What the Discount Rate Calculator Does
This calculator tells you what percentage you save when an item drops from its original price to a sale price. You enter just two numbers—the Original Price and the Price After Discount—and it instantly returns four results: the discount percentage (percent off), the dollar amount saved, the savings rate as a decimal, and the discount multiplier. It works with any currency, since the math is purely proportional.
The Inputs Explained
- Original Price – the regular, pre-sale price of the item (Po).
- Price After Discount – the price you actually pay at checkout (Pf).
If you leave the original price at zero or below, the calculator safely returns 0% instead of dividing by zero.
The Formula
The core calculation is:
r = (Po − Pf) ÷ Po × 100
From this single formula the tool derives all four outputs:
- Discount amount = Po − Pf (how much money you save).
- Discount percentage = the result of the formula above.
- Savings rate = the same value expressed as a decimal (percentage ÷ 100).
- Discount multiplier = 1 − (percentage ÷ 100), the factor you multiply the original price by to get the sale price.
Worked Example
Suppose a jacket is marked down from an original price of 120 to a sale price of 90.
- Discount amount = 120 − 90 = 30 saved.
- Discount percentage = (120 − 90) ÷ 120 × 100 = 25% off.
- Savings rate = 0.25.
- Discount multiplier = 1 − 0.25 = 0.75 (so 120 × 0.75 = 90, confirming the sale price).

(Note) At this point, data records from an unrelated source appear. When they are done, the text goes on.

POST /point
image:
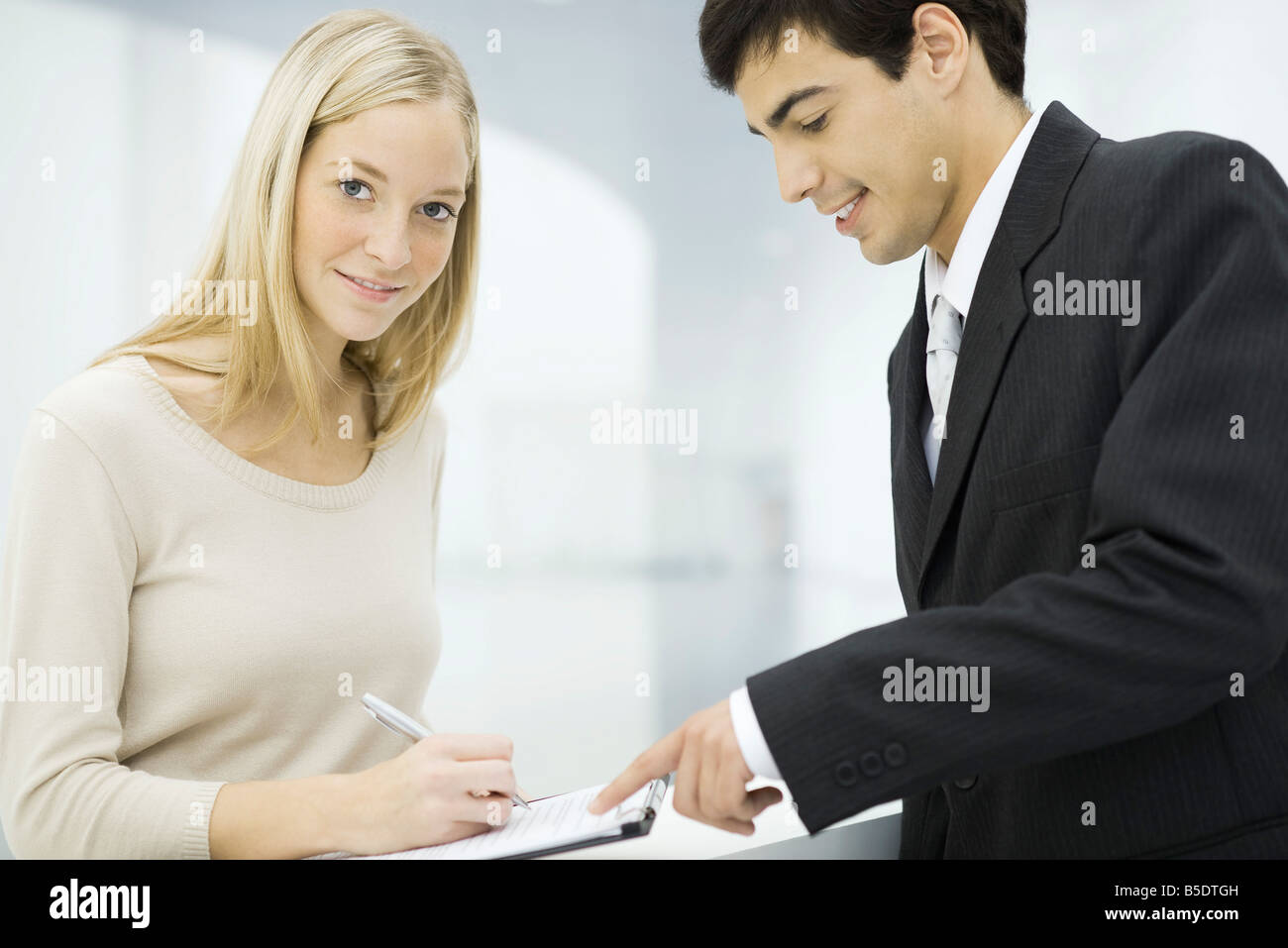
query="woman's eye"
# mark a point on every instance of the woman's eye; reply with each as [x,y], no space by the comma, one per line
[447,211]
[352,181]
[816,125]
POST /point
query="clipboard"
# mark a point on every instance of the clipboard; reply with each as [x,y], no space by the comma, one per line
[638,822]
[625,823]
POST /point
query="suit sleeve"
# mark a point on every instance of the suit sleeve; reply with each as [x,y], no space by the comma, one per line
[1188,519]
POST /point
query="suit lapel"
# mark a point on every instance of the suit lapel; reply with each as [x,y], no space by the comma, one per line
[999,308]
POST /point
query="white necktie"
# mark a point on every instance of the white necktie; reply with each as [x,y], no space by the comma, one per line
[941,344]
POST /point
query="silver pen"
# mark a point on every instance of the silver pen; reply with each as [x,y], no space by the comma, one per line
[408,727]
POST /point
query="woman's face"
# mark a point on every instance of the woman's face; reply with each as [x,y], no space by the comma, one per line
[376,198]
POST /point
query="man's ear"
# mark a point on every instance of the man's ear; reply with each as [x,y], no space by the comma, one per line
[940,43]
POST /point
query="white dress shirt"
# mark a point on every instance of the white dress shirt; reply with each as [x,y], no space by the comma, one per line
[956,281]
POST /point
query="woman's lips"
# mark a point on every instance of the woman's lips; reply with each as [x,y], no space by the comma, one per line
[366,291]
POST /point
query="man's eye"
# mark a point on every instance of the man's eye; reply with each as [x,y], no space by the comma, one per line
[816,125]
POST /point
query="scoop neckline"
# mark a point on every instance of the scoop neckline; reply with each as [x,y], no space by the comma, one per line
[299,492]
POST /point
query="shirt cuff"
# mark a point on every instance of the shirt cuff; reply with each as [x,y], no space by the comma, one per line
[751,741]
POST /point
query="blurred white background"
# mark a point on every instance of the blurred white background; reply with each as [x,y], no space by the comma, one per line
[616,562]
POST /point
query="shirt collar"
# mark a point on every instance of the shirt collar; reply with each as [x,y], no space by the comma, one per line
[956,281]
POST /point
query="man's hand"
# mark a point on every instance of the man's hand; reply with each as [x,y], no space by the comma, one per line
[711,776]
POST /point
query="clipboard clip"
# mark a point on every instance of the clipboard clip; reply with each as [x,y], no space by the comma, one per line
[652,801]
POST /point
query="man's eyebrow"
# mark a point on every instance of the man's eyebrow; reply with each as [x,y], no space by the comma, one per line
[787,104]
[380,175]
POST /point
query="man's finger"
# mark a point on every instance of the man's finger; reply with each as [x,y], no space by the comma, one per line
[657,760]
[758,801]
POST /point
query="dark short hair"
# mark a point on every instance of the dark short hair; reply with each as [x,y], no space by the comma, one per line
[881,30]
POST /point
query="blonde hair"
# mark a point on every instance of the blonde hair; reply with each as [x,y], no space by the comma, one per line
[343,64]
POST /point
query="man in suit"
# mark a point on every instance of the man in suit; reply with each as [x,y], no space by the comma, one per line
[1090,484]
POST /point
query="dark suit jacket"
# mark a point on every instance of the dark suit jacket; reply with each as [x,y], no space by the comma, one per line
[1113,727]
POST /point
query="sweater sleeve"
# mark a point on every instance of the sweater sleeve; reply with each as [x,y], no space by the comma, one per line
[64,621]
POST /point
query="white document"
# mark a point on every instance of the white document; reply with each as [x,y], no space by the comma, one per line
[555,820]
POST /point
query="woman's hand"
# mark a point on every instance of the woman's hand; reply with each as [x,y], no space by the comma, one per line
[442,789]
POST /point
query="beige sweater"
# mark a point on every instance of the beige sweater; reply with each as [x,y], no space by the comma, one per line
[231,617]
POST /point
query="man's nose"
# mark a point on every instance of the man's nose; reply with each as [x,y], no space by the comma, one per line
[798,175]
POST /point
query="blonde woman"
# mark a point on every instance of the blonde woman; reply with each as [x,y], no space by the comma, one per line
[228,520]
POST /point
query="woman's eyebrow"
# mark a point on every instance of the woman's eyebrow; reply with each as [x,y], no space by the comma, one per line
[380,175]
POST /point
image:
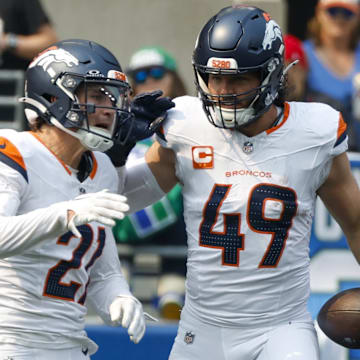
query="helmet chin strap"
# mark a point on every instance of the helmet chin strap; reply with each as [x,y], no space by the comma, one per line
[91,141]
[227,117]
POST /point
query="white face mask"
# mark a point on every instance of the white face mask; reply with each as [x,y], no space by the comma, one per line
[89,140]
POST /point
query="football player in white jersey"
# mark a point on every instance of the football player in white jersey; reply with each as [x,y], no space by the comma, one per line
[251,167]
[57,206]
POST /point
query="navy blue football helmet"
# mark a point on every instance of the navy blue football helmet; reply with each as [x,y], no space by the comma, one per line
[238,40]
[57,76]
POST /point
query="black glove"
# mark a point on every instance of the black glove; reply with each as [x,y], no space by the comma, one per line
[150,111]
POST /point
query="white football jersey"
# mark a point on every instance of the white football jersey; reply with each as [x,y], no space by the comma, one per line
[248,207]
[43,290]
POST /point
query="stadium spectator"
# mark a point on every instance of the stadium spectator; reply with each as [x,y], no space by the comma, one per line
[151,68]
[333,55]
[26,30]
[297,74]
[251,167]
[58,205]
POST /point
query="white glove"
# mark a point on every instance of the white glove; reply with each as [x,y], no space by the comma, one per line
[127,312]
[102,207]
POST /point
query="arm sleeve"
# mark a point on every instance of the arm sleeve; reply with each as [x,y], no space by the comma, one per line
[106,280]
[19,233]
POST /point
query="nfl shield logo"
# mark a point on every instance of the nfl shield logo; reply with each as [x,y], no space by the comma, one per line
[248,147]
[189,337]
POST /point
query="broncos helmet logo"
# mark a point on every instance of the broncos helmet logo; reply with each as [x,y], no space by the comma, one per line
[54,55]
[272,32]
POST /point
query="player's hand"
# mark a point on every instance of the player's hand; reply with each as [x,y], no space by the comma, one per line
[126,311]
[150,111]
[102,207]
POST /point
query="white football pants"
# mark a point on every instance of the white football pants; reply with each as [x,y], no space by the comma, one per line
[196,340]
[17,352]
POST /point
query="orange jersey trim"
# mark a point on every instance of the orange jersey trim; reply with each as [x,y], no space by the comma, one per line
[342,127]
[94,167]
[286,116]
[10,155]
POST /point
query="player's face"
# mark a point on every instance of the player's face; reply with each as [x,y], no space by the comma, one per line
[243,84]
[102,98]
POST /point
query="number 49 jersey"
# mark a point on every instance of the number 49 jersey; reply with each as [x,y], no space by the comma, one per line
[248,207]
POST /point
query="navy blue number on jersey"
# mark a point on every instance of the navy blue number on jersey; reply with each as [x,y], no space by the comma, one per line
[54,285]
[231,241]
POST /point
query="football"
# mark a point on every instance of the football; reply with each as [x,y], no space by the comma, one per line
[339,318]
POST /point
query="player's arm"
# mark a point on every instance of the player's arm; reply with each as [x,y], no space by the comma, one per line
[341,195]
[19,233]
[147,180]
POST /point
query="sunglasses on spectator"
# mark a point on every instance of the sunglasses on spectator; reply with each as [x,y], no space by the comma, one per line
[334,11]
[154,72]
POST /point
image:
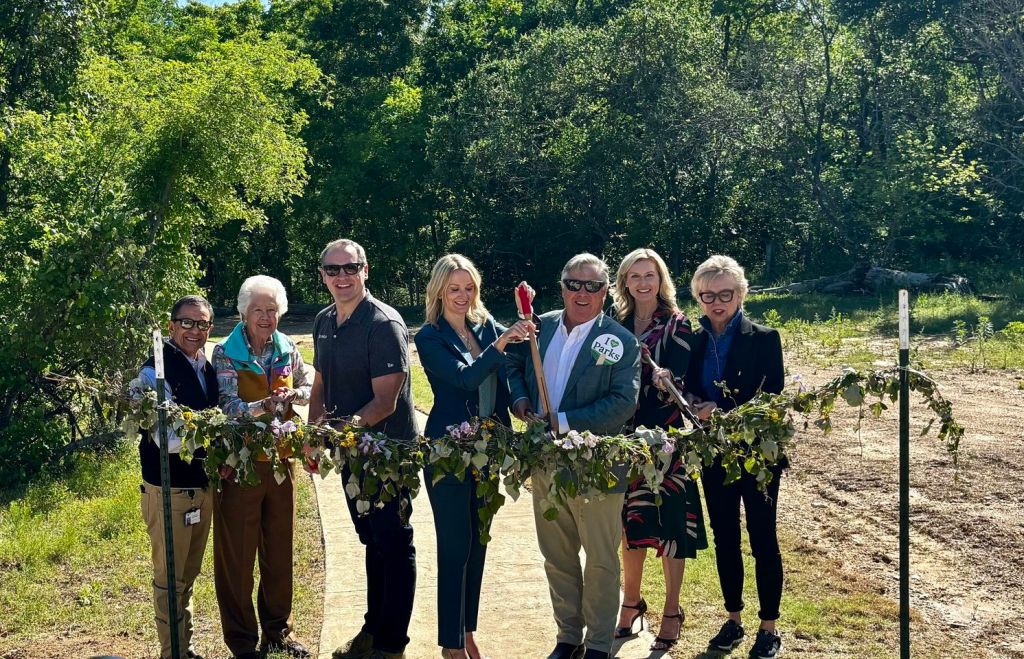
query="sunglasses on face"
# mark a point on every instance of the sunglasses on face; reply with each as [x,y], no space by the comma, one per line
[589,284]
[709,297]
[188,323]
[334,269]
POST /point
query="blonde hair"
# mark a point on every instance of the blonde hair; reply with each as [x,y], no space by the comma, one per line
[715,267]
[621,297]
[439,276]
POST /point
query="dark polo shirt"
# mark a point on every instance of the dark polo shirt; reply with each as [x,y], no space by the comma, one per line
[372,343]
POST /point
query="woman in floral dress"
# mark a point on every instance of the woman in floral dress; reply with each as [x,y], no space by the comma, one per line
[645,302]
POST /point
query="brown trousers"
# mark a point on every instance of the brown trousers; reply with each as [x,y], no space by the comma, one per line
[250,522]
[189,544]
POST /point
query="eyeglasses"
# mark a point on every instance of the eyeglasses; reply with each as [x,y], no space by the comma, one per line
[709,297]
[576,284]
[188,323]
[334,269]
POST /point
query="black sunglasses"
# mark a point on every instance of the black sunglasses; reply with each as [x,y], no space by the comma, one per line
[188,323]
[334,269]
[709,297]
[590,284]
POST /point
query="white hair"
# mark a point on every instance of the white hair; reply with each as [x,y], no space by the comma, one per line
[582,261]
[262,283]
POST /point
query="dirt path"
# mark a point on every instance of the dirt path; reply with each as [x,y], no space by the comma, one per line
[967,536]
[515,608]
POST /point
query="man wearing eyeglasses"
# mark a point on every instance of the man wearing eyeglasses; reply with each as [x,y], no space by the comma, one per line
[360,353]
[592,367]
[189,381]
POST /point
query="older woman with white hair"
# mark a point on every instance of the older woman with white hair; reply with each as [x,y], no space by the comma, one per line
[748,358]
[260,374]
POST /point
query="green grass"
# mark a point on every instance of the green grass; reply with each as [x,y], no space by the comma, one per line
[75,557]
[841,615]
[947,330]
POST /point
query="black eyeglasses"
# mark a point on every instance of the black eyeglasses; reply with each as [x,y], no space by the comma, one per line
[188,323]
[334,269]
[709,297]
[590,284]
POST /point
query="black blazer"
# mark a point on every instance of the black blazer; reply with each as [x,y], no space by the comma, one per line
[455,381]
[755,363]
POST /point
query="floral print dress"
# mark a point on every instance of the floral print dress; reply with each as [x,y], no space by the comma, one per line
[676,529]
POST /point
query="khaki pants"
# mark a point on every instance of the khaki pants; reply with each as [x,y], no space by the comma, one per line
[587,596]
[250,522]
[189,544]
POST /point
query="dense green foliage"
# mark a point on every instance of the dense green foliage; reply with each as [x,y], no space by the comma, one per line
[148,148]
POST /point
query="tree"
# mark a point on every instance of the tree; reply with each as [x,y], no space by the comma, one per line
[107,200]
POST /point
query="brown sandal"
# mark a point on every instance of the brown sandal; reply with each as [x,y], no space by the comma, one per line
[662,643]
[641,608]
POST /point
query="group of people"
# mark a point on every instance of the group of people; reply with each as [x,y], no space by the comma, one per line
[476,368]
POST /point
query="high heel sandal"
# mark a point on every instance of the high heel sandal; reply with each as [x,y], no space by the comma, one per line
[660,643]
[641,608]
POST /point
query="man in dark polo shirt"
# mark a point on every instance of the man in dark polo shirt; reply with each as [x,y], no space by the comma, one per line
[189,381]
[360,353]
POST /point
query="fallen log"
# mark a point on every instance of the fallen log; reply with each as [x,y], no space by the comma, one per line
[864,277]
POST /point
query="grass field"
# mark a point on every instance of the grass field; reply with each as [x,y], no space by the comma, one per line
[74,554]
[75,567]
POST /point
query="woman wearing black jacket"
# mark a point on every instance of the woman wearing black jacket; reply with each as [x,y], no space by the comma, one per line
[748,358]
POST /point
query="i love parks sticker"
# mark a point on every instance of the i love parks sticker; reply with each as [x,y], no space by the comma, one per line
[606,349]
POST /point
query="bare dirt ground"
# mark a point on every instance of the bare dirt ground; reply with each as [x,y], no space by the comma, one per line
[967,554]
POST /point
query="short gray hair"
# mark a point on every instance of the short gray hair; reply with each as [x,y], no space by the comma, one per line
[715,267]
[262,283]
[585,259]
[360,254]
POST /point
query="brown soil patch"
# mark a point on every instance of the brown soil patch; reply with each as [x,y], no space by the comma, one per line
[967,554]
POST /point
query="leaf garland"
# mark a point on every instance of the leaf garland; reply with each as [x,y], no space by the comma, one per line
[754,437]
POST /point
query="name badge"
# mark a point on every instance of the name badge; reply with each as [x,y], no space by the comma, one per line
[606,349]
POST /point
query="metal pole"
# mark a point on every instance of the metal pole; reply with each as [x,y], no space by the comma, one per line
[904,477]
[165,486]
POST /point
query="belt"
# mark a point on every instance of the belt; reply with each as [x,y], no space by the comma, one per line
[190,491]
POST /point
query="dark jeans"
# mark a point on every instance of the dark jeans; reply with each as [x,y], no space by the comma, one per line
[460,556]
[723,509]
[390,570]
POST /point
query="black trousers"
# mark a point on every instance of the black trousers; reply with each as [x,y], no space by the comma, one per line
[460,556]
[723,509]
[390,570]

Frequently Asked Questions
What is the discount multiplier used for? It is a quick shortcut: multiply any original price by the multiplier to get the sale price. A 0.75 multiplier means you pay 75% of the listed price.
Can the discount percentage be negative? Yes. If the "after discount" price is higher than the original, the formula returns a negative percentage, signalling a price increase rather than a saving.
Does the currency matter? No. Because the result is a ratio, it works identically whether your prices are in dollars, euros, pounds, or any other currency—just keep both inputs in the same units.